We comprehensively evaluated genomic and epidemiological data. This multifaceted approach, along with the usage of APESS, machine learning, in vitro assays, and AIVE ensured a more comprehensive understanding of SARS-CoV-2 behavior and evolution. In addition, by applying GMM to the APESS score of a new sample, we can predict its membership within a specific component (Figure 4A). This prediction allows us to make informed conjectures about its potential strains and infectivity.

Based on our findings, we predicted approximately 440 mutations with a probability of occurring in the near future. One year after generating the predicted datasets, BA.2.86, EG.5.1, and HK.3 were included in the datasets and were reported to the highest frequencies with 43%, 28%, and 12% at Nextstrain (https://nextstrain.org/ncov/gisaid/global/6m; December 21, 2023). APESS values of them also were high at 2.051, 1.982, and 1.986, respectively. These mutations were provided in AIVE and can be considered as important targets to prevent a new wave of infections.
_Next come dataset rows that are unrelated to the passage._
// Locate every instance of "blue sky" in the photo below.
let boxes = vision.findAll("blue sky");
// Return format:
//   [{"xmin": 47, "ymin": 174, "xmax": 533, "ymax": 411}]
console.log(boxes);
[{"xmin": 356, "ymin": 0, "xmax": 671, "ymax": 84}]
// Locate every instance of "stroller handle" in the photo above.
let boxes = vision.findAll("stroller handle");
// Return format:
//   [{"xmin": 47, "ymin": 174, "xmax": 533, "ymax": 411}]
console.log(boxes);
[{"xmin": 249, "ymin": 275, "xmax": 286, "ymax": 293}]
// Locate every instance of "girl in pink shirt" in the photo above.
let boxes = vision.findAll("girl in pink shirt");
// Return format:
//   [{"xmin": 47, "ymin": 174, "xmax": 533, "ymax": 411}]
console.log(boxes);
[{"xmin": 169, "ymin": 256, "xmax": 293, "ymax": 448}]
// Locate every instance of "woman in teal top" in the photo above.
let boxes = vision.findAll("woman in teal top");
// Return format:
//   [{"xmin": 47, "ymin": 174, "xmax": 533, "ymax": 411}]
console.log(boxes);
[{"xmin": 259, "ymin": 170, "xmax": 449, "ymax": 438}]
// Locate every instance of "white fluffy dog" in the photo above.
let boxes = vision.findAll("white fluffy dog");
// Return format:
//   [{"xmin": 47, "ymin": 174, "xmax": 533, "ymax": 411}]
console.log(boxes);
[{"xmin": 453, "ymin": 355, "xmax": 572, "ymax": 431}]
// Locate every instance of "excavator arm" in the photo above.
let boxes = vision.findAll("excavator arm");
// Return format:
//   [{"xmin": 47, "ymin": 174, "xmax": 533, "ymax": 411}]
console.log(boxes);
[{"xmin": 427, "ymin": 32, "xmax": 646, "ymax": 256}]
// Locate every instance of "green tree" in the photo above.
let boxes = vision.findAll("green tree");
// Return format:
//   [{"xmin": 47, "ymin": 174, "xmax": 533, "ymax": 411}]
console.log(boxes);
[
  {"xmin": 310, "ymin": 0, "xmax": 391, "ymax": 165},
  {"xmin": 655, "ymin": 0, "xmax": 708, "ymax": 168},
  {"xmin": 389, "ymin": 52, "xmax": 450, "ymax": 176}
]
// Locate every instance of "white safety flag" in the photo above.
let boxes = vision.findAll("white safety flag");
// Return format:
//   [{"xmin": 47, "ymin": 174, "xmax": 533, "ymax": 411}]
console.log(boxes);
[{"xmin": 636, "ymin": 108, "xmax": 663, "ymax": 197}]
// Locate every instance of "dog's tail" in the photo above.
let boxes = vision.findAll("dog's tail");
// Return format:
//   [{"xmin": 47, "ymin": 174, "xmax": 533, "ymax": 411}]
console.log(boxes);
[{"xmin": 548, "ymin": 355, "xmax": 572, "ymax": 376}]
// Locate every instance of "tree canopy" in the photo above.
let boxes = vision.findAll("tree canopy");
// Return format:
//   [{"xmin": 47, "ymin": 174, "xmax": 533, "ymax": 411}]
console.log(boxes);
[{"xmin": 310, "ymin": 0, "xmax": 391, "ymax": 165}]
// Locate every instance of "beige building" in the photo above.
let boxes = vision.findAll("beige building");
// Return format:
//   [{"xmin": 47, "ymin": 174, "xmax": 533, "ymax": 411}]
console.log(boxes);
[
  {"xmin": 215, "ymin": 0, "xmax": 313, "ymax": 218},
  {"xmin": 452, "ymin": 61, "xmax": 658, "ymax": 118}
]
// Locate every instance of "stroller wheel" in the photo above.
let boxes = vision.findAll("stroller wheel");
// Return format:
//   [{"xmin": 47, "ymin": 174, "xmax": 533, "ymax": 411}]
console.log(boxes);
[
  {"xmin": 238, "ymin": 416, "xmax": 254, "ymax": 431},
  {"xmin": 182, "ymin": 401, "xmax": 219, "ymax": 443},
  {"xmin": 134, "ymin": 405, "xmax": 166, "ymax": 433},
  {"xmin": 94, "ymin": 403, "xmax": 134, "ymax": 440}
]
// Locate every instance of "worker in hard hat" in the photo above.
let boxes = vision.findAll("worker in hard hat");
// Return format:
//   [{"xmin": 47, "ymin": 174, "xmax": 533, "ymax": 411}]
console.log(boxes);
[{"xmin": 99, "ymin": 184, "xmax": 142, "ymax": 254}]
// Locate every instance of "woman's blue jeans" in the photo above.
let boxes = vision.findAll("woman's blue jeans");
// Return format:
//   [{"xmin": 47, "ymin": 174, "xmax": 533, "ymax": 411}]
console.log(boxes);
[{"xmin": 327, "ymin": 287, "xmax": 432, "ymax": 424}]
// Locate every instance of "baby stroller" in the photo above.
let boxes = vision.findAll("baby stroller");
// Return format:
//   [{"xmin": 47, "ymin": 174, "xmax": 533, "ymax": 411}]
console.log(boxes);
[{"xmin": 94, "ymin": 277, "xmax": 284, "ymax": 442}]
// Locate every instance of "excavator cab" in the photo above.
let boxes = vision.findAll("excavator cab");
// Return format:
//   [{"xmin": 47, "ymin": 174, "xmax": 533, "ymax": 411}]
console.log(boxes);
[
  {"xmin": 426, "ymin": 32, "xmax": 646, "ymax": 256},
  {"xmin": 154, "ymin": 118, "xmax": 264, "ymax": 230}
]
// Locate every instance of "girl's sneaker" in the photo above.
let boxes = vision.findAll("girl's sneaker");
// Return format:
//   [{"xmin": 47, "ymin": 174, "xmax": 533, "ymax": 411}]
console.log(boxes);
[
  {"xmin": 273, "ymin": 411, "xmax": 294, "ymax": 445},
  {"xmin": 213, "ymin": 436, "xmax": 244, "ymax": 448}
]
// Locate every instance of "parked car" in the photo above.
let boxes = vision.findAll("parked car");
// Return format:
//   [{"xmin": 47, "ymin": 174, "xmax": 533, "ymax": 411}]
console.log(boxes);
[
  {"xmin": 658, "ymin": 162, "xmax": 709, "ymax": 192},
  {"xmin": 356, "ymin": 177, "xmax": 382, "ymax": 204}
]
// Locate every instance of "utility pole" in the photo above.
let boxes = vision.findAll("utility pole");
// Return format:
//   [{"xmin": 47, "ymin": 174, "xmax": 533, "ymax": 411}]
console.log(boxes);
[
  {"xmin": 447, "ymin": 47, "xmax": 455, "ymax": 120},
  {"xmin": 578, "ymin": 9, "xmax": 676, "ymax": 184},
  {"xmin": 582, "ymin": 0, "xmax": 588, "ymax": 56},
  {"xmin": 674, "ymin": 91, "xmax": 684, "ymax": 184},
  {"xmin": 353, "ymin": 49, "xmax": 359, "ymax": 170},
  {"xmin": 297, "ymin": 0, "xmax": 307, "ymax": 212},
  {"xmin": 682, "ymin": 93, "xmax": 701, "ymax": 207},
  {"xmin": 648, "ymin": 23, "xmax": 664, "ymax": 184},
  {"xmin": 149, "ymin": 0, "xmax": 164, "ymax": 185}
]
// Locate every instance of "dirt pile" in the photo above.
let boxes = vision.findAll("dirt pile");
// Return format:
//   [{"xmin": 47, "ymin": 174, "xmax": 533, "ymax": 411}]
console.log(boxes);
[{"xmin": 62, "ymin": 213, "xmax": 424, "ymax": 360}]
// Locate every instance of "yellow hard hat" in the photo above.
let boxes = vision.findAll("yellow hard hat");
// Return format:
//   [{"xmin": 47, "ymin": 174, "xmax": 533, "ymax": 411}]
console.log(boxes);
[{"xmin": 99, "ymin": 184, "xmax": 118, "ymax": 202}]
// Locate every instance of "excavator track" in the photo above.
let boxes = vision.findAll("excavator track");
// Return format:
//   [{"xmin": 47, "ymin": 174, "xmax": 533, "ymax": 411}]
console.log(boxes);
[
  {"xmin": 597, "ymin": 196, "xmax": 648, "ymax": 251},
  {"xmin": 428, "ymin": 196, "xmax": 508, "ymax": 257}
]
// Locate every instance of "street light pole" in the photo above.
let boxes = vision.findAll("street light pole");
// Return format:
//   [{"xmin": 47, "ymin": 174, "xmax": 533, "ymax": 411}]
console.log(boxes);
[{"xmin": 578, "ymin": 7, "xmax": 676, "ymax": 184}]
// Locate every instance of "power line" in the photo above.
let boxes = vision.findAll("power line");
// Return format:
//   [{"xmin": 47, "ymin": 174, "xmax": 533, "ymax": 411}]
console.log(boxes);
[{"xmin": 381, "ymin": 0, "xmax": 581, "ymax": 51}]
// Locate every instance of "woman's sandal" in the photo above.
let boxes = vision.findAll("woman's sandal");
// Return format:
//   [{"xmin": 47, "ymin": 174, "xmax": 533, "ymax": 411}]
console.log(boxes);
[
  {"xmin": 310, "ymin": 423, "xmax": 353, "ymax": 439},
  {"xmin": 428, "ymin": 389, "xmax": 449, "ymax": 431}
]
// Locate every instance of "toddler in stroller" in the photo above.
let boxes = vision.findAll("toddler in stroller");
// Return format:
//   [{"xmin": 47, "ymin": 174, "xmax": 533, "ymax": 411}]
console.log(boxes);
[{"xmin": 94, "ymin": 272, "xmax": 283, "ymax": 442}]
We created AIVE to feature our findings and analyses on an online platform. AIVE can be easily utilized without expert knowledge of its algorithm and its analysis features can be used without GPU setup or the need for software library installations. Furthermore, AIVE offers a user-friendly interface with the flexibility to input and append experiment data for analysis. Additionally, ongoing and past analyses can be accessed after processing, providing many options for management. The time required for analysis in the local server or Google Colab can be verified. The local server run on RTX8000 takes 50 min, offers a large database, and is free to use (Figure 6). After completing the job, the user can examine and manage the analysis results permanently with their account generated on AIVE.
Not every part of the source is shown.